Mais pour que cet objectif soit atteint, il faut établir des règles de gouvernance entre toutes les parties prenantes, collectivités, intégrateurs, développeurs, des règles qui préservent l'esprit fondateur du projet et permettent de piloter efficacement ses évolutions.

Sandrine et Rémy présentent ensuite rapidement les avancées de la gouvernance. Un marché d'assistance à maitrise d'ouvrage a été lancé, il permettra d'accélérer la mise en place des règles de pilotage. Le site vitrine de la forge est en cours de refonte  et a d'ores et déjà été relocalisé à l'adresse openent.fr. La nouvelle forge offrira un espace de dépôt (repository dans le langage des informaticiens) propre à chaque contributeur. Le principe d'une séparation du socle et des modules applicatifs pour la numérotation des versions a été arrêté.

         

            Logo GIT
La forge de l'OPEN-ENT se restructure en adoptant la solution de gestion des versions GIT développée par Linus Torvalds, créateur de Linux, himself... Pour connaître l'origine du mot GIT, il faut aller sur Wikipedia et lire l'article jusqu'au bout...

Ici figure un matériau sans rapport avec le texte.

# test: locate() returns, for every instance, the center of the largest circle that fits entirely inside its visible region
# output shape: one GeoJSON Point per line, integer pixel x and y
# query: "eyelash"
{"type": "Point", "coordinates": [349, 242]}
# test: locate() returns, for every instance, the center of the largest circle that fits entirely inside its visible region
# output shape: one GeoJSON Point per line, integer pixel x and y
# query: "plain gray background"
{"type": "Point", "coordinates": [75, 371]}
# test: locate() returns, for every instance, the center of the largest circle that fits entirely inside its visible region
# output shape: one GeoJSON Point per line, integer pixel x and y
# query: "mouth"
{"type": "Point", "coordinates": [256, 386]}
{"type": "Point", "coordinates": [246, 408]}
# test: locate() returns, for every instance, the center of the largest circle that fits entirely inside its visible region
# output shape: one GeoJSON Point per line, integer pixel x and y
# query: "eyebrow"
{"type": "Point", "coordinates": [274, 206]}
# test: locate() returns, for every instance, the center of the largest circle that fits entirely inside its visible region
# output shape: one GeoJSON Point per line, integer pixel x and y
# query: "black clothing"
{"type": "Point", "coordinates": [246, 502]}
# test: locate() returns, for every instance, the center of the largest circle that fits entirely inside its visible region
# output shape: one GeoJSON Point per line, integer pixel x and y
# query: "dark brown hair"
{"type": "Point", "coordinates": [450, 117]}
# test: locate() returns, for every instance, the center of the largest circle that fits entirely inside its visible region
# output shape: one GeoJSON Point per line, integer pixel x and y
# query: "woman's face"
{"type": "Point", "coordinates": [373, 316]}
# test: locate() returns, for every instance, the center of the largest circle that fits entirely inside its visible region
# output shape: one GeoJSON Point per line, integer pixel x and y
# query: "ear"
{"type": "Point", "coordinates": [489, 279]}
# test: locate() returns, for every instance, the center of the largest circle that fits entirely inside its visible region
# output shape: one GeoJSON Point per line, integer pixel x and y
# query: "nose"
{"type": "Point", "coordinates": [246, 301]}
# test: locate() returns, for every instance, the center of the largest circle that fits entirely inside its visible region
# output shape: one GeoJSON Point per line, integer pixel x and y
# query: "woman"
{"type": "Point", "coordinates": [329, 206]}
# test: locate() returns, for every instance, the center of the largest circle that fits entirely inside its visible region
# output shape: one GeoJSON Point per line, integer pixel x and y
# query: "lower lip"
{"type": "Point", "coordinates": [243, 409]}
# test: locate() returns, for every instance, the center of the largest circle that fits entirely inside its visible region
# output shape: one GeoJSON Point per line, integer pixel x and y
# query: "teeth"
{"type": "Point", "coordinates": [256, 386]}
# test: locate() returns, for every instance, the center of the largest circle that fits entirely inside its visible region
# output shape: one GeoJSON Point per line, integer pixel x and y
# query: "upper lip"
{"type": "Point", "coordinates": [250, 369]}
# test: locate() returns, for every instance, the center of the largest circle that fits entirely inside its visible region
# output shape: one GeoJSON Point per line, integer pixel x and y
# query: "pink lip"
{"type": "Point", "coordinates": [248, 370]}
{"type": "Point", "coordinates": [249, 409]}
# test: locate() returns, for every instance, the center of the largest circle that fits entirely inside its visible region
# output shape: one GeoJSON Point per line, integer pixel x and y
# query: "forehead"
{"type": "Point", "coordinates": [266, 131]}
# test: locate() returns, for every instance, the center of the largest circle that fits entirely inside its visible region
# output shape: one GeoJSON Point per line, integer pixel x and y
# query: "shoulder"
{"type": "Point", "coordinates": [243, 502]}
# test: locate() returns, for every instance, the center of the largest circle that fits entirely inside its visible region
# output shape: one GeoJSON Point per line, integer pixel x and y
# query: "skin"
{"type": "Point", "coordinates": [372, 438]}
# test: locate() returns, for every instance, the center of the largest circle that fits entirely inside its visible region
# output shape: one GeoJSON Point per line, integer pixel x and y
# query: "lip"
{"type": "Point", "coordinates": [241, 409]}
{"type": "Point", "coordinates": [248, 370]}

La Creuse et le Limousin ont apporté une contribution à la solution francilienne avec un dépôt formalisé de service de Fil RSS, Brèves de Net. Les dépôts des intégrateurs sont en cours : SOPRA a déposé un module mobilité et PENTILA, un module d'évaluation : EMAVAL.

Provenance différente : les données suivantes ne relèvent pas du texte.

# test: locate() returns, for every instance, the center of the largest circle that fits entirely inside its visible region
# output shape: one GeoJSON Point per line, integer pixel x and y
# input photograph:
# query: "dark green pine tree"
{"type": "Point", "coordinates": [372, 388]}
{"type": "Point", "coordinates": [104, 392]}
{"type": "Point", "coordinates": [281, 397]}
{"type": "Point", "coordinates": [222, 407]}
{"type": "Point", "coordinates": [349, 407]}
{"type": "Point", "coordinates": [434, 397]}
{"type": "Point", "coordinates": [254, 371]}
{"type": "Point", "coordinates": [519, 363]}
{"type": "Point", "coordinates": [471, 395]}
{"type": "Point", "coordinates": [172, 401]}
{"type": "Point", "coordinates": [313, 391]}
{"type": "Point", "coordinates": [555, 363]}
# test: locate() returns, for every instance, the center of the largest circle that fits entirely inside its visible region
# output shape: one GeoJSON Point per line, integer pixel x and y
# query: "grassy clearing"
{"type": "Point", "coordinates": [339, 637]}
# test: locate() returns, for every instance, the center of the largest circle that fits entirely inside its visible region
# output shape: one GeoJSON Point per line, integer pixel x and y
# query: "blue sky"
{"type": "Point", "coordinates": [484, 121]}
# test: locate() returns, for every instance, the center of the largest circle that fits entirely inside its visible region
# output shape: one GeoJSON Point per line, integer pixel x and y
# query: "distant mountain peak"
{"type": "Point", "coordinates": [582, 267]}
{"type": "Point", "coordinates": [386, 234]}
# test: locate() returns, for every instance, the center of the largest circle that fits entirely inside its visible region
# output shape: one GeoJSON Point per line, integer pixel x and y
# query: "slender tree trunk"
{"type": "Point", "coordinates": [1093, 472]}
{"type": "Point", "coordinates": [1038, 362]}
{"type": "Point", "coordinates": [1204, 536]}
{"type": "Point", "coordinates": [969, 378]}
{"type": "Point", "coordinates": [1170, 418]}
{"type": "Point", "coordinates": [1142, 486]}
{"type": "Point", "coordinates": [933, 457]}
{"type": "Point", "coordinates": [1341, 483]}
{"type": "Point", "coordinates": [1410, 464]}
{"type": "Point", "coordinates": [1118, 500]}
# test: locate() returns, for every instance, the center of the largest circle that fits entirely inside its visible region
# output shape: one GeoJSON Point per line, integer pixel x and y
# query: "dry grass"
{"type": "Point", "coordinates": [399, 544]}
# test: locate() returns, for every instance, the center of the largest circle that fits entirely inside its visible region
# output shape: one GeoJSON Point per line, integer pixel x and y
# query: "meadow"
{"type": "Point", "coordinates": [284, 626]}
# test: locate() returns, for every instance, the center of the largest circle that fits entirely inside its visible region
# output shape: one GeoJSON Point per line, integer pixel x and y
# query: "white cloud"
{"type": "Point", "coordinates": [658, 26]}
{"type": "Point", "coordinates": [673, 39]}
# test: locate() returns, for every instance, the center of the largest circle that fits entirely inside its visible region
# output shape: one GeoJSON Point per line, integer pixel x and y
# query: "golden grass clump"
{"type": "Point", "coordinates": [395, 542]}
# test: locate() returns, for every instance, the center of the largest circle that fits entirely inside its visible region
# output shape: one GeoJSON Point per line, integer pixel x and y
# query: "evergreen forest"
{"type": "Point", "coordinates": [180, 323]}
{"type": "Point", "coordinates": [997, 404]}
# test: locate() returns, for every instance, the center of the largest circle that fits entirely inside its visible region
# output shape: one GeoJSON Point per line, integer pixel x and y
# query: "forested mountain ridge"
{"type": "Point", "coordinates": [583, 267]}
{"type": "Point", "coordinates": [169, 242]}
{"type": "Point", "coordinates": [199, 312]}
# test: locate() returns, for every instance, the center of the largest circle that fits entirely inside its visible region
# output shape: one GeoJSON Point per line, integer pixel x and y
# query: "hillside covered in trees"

Il reste beaucoup à faire, mais le cœur y est !


Christine Bertrand, CG77

Christine Bertrand conclut cette première partie de la réunion par un rapide point sur l'avancement du projet ENT77, déployé par Logica dans les collèges de Seine-et-Marne. Le département avance de façon méthodique. Après que tous les collèges ont été câblés et équipés, l'ENT est mis en service par étapes : 11 collèges pilotes cette année et 11 autres à la prochaine rentrée. L'accès des parents est ici une priorité pour le département qui a recruté une personne pour se consacrer à temps plein à l'accompagnement du projet.

Le temps des ressources

Présentation à deux voix du projet CORRELYCE, développé conjointement par la Région PACA et le CRDP d'Aix-Marseille, par Eric Mazo et Gérard Puimatto qui ont conjugué leurs talents pour concevoir, développer et animer ce projet. Le travail de Gérard sur les ressources numériques éducatives a été évoqué dans un article récent.

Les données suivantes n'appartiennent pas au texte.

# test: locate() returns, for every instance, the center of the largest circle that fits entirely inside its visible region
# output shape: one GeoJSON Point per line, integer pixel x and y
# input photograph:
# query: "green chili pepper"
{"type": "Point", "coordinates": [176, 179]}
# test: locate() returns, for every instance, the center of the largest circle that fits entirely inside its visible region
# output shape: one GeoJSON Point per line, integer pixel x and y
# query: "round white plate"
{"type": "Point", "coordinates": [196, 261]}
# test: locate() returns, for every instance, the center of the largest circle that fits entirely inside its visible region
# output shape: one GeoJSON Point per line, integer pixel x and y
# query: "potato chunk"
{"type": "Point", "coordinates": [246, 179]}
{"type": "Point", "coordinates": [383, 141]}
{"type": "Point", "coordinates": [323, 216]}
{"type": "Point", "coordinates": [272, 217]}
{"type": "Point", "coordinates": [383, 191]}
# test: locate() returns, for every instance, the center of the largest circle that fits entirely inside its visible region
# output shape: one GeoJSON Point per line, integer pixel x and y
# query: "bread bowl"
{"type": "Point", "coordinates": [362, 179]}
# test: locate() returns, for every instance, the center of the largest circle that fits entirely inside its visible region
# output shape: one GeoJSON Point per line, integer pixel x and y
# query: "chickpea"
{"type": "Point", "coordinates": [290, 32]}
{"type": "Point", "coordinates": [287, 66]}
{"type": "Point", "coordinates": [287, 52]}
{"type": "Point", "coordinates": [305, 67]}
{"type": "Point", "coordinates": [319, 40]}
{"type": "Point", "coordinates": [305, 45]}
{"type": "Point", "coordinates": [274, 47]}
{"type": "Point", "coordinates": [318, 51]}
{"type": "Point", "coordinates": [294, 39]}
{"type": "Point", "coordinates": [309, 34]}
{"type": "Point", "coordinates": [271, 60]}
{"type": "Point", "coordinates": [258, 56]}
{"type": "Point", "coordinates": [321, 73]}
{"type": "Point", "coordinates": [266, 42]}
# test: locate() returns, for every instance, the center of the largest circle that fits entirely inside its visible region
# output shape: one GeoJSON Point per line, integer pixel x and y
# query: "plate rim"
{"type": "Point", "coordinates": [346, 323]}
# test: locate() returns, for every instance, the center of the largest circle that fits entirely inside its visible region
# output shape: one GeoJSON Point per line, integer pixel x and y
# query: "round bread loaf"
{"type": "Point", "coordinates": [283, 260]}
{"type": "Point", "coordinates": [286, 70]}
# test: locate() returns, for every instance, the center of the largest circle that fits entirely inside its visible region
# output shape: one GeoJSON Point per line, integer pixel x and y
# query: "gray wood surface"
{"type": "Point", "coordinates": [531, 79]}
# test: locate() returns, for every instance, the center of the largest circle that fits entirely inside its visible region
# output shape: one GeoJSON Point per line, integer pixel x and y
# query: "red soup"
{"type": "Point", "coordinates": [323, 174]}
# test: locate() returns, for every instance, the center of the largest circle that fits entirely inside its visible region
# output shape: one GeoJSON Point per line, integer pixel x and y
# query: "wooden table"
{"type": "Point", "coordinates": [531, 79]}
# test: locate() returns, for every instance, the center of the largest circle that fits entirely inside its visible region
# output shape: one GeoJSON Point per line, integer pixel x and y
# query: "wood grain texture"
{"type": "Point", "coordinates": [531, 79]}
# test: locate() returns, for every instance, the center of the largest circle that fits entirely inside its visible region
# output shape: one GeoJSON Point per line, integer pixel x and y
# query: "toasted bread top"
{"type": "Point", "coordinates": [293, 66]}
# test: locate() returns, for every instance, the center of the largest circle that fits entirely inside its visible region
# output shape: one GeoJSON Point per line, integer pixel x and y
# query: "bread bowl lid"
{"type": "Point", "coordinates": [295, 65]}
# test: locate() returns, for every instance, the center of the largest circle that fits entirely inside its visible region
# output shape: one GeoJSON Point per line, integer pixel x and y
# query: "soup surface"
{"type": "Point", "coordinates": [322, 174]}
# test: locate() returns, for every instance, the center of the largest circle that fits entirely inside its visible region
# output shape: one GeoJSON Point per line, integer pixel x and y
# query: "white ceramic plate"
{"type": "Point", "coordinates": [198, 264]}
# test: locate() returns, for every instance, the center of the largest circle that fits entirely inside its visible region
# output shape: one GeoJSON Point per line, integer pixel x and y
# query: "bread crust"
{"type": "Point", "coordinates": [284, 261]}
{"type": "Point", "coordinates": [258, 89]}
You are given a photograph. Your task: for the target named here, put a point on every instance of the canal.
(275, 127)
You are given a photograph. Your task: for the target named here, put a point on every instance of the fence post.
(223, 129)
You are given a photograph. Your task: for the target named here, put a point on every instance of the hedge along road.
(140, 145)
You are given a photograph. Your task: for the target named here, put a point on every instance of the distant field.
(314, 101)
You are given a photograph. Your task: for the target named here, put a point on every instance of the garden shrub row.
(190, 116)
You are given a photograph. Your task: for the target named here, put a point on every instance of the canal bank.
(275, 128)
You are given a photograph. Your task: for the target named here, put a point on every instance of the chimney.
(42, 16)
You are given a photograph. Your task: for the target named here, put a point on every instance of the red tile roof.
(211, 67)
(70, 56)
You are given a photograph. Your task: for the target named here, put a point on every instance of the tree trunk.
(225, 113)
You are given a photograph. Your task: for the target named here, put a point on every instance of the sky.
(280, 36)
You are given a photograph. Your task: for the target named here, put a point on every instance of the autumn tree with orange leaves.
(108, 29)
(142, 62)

Eric Mazo et Gérard Puimatto

Dans la variété des ressources utilisables dans les lycées, CORRELYCE s'est attaché aux ressources des éditeurs et les a regroupées en deux composantes : un bouquet de ressources sélectionnées par la Région et le CRDP, offertes gratuitement à tous les lycées (le bouquet représente 70% des accès), et un ensemble de ressources payantes qui peuvent être commandées directement sur CORRELYCE et accessible pour toute la communauté éducative ou pour un groupe limité d'utilisateurs. Pour l'accès aux ressources, CORRELYCE est basé, comme un ENT, sur le principe de l'authentification unique. Une fois reconnu, l'utilisateur peut naviguer librement,d'une ressource à l'autre, entre toutes celles dont il possède les droits d'usages.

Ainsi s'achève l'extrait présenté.